Da paziente a terapeuta. Nessuno meglio di chi ha provato l’inquietudine, la solitudine, la paura che accompagna il disturbo borderline, avrebbe potuto ideare una strategia per uscirne. Dopo la laurea Linehan passò anni a lavorare con pazienti che avevano tentato di porre fine al proprio dolore togliendosi la vita. Fu a quel punto che capì: la sofferenza è la chiave, per cambiare davvero bisogna accettarla.

Nasce la DBT. Molti anni dopo questa intuizione, l’ex paziente Marsha Linehan mise a punto un nuovo approccio terapeutico: la Dialectical Behavior Therapy. La DBT è un trattamento cognitivo-comportamentale pensato per la cura di persone con diagnosi di Disturbo Borderline e comportamenti cronicamente suicidari. Il rischio che questi pazienti si tolgano la vita è infatti molto alto, dieci volte superiore alla media della popolazione. La DBT si compone di tre elementi: un gruppo di skills training, finalizzato all’acquisizione di competenze per la regolazione di comportamenti disregolati; una terapia individuale; un servizio di coaching telefonico.

Lo skills training Letteralmente è l’“allenamento delle abilità”. Un po’ come succede in palestra, i pazienti si allenano a sviluppare strategie nuove per risolvere problemi vecchi. L’attività si svolge in piccoli gruppi, da un minimo di 3 a un massimo di 8 persone. Dura circa 6 mesi, con incontri settimanali da un’ora e mezza.
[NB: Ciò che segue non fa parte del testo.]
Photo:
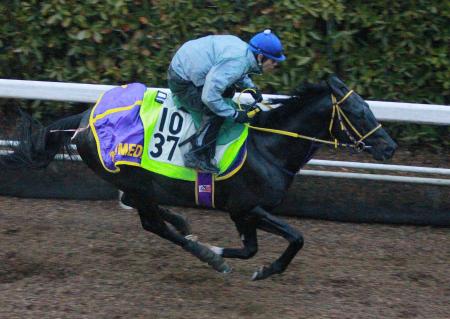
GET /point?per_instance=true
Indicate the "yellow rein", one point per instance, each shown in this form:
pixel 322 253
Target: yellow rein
pixel 336 110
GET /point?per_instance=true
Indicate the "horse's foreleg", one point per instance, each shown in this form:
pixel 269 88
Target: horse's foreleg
pixel 176 220
pixel 274 225
pixel 152 221
pixel 247 232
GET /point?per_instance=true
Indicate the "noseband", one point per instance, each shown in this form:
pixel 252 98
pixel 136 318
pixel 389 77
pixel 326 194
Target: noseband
pixel 357 145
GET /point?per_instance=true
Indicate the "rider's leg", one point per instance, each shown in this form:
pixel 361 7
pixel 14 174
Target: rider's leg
pixel 204 145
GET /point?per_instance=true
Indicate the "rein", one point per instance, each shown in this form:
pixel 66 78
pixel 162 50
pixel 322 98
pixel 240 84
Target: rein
pixel 358 145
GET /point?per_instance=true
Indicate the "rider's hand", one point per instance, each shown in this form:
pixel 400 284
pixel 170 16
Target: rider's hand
pixel 241 116
pixel 256 94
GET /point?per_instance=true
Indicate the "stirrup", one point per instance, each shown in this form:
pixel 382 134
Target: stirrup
pixel 193 160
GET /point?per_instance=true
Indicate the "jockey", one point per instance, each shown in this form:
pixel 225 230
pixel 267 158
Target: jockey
pixel 202 74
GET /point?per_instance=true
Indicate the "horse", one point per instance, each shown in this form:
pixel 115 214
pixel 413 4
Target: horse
pixel 280 142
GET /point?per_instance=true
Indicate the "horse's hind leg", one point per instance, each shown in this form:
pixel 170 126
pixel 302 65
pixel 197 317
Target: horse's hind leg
pixel 176 220
pixel 152 221
pixel 247 232
pixel 272 224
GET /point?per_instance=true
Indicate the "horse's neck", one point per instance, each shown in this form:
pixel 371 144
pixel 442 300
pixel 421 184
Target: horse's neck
pixel 291 153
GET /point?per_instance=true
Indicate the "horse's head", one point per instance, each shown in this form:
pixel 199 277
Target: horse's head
pixel 355 123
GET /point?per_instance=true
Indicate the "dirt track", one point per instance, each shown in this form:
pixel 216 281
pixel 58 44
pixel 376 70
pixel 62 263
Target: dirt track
pixel 81 259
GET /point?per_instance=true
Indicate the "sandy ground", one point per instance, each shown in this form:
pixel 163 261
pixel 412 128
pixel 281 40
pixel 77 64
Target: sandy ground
pixel 92 259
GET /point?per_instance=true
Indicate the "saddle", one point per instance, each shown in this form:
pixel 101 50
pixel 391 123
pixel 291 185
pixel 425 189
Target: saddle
pixel 139 126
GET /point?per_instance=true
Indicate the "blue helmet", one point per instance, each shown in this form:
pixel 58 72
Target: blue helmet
pixel 267 44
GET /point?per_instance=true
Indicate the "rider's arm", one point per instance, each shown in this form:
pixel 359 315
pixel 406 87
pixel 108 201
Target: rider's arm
pixel 246 83
pixel 217 80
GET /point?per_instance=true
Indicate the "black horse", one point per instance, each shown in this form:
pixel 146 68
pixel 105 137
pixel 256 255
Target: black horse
pixel 314 111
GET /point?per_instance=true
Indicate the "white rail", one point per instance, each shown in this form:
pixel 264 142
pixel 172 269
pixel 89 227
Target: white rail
pixel 76 92
pixel 385 111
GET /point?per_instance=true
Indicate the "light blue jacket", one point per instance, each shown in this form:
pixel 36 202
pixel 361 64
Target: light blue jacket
pixel 216 62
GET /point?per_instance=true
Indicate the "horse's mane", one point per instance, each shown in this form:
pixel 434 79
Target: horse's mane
pixel 296 100
pixel 303 92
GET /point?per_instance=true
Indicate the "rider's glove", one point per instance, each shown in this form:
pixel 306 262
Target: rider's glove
pixel 256 94
pixel 241 116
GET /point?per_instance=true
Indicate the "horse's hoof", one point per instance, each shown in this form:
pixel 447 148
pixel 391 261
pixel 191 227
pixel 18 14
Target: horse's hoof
pixel 226 269
pixel 261 273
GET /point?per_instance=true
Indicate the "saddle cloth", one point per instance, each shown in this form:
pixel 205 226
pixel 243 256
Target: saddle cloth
pixel 140 126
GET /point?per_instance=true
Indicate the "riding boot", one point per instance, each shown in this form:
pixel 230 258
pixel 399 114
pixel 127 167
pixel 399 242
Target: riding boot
pixel 204 147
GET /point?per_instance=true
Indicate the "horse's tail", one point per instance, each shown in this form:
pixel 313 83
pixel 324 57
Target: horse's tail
pixel 37 145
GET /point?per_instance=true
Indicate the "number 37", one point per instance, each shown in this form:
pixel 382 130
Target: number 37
pixel 175 126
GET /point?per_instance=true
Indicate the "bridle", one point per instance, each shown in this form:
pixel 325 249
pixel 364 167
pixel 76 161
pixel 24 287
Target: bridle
pixel 357 144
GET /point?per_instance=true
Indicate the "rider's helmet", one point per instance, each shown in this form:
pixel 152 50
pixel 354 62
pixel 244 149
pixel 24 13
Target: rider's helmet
pixel 267 44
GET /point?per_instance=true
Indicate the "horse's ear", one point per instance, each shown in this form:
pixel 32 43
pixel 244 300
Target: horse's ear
pixel 336 84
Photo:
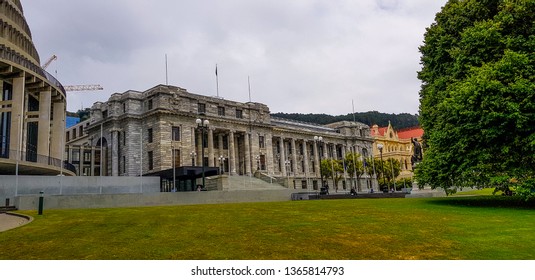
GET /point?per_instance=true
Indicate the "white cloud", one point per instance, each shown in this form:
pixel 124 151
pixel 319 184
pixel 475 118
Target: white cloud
pixel 301 55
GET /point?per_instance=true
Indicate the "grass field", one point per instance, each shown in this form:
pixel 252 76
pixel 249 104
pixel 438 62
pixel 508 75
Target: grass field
pixel 440 228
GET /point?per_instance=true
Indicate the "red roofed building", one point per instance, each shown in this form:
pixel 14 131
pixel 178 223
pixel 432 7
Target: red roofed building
pixel 396 145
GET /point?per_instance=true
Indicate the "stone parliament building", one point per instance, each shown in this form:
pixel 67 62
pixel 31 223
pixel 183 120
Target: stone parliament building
pixel 155 132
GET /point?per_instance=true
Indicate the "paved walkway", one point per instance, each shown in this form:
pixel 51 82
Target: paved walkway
pixel 9 221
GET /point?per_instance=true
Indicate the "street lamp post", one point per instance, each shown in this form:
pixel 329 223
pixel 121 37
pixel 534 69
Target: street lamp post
pixel 319 140
pixel 202 124
pixel 287 164
pixel 221 166
pixel 193 155
pixel 380 147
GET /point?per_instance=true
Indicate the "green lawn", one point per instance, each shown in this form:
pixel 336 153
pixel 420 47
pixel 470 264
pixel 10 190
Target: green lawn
pixel 439 228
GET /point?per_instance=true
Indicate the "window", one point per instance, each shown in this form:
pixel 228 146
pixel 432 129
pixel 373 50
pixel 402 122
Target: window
pixel 87 156
pixel 149 135
pixel 176 156
pixel 221 111
pixel 202 108
pixel 176 133
pixel 225 142
pixel 261 142
pixel 150 156
pixel 76 155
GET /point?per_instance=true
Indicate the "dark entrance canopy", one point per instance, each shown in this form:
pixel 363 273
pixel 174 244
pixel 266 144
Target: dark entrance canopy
pixel 185 177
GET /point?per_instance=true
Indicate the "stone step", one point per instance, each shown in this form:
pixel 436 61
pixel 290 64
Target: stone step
pixel 236 182
pixel 4 209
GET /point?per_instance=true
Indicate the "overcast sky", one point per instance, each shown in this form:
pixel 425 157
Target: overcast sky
pixel 302 56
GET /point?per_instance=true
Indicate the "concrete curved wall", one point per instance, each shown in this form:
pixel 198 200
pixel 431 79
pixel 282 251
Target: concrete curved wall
pixel 32 102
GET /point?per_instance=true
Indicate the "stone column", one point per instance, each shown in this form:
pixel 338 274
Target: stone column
pixel 305 157
pixel 58 130
pixel 294 156
pixel 43 137
pixel 81 165
pixel 114 153
pixel 211 147
pixel 199 139
pixel 246 137
pixel 17 118
pixel 316 159
pixel 220 144
pixel 232 153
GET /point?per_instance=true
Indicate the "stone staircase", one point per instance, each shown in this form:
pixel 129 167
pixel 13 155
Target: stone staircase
pixel 239 183
pixel 4 209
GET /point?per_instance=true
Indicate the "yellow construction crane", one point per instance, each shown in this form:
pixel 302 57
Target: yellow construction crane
pixel 83 87
pixel 75 87
pixel 52 58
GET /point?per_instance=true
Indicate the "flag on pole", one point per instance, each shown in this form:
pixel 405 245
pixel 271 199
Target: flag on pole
pixel 216 81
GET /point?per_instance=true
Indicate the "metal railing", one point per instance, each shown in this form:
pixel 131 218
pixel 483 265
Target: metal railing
pixel 11 55
pixel 31 156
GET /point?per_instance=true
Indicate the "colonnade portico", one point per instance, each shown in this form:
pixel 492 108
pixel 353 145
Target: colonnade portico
pixel 240 139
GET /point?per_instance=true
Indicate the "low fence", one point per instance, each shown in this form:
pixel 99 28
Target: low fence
pixel 14 186
pixel 151 199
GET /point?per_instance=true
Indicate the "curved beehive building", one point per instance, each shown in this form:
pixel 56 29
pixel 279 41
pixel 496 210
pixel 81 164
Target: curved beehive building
pixel 32 102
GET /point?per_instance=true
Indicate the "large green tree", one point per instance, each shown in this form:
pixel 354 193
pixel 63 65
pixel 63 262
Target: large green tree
pixel 477 100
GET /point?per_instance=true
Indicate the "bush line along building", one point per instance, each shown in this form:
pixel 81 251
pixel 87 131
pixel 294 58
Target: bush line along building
pixel 32 102
pixel 158 128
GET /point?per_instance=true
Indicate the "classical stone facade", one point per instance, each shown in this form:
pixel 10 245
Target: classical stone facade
pixel 156 130
pixel 397 145
pixel 32 102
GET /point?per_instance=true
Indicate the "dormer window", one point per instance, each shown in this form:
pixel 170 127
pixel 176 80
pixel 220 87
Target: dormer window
pixel 201 108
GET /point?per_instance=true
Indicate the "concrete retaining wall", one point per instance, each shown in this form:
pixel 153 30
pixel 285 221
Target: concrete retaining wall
pixel 150 199
pixel 62 185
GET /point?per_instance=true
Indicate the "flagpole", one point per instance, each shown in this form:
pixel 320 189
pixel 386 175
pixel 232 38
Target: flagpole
pixel 166 76
pixel 249 84
pixel 216 81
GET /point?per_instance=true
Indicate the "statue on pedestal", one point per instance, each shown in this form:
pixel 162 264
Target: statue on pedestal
pixel 417 152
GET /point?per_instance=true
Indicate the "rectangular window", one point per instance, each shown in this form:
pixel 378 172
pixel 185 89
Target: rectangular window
pixel 202 108
pixel 261 142
pixel 221 111
pixel 76 155
pixel 176 156
pixel 150 157
pixel 225 142
pixel 149 135
pixel 176 133
pixel 87 156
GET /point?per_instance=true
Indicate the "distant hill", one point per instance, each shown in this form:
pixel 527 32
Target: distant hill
pixel 398 121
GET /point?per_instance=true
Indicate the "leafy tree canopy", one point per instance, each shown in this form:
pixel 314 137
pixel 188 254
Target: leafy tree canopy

L’obiettivo principale è imparare a regolare le emozioni. Se il dolore per un rifiuto e per una parola fuori posto diventa sopportabile, la persona non avrà più bisogno di ricorrere ad alcol, droga o a pratiche di autolesionismo. Il primo step prevede l’insegnamento dell’abilità di mindfulness (consapevolezza).

Attraverso la meditazione il paziente impara a porre attenzione al presente, a controllare i pensieri e a “schivare” le critiche che rivolge a se stesso e agli altri. Inoltre sviluppa la capacità di accettare la realtà così com’è e di fare scelte sagge. In un secondo momento il partecipante allo skills training apprende a perseguire i propri desideri e obiettivi in maniera funzionale, vale a dire facendo in modo che questo non comporti la distruzione delle relazioni interpersonali.

Il terzo gruppo di abilità riguarda la regolazione delle emozioni: si allenano le capacità di osservare e di dare un nome ai propri stati d’animo. Si lavora sulla riduzione della vulnerabilità emotiva, sulla gestione delle emozioni negative e sul potenziamento delle emozioni positive.

Questo non vuol dire, però, che dolore e sofferenza non torneranno. Per questa ragione, le ultime abilità riguardano la tolleranza. Combattere e rinnegare la sofferenza spesso la rende solo più acuta. Tollerarla invece è parte integrante del tentativo di accettare se stessi o la situazione fonte di dolore. Senza accettazione è impossibile passare a strategie di cambiamento e di soluzione dei problemi.

La terapia individuale. La DBT prevede che al percorso in gruppo si affianchi quello individuale. Il rapporto che il paziente instaura con il terapeuta mira a tenere alta la motivazione e ad applicare le competenze acquisite alle sfide della vita quotidiana.

Il coaching telefonico. E se lo stress acuto arriva di domenica pomeriggio o alle otto di sera? Il trattamento prevede la possibilità di contattare il terapeuta per fronteggiare momenti particolarmente critici che si presentano nella vita quotidiana (ad esempio gli impulsi suicidari).

«Sei una di noi?» È questo che una paziente di Marsha Linehan voleva sapere dalla sua terapeuta. «Se tu lo fossi daresti a noi una grande speranza». Fu quella la prima volta in cui la madre della DBT raccontò pubblicamente di soffrire anche lei di disturbo borderline.

«Onestamente, nel periodo passato all’istituto psichiatrico non realizzavo che stavo combattendo contro me stessa. Ma è probabilmente vero che ho sviluppato una terapia che fornisce ciò di cui io ho avuto bisogno per molti anni e che non ho mai ricevuto».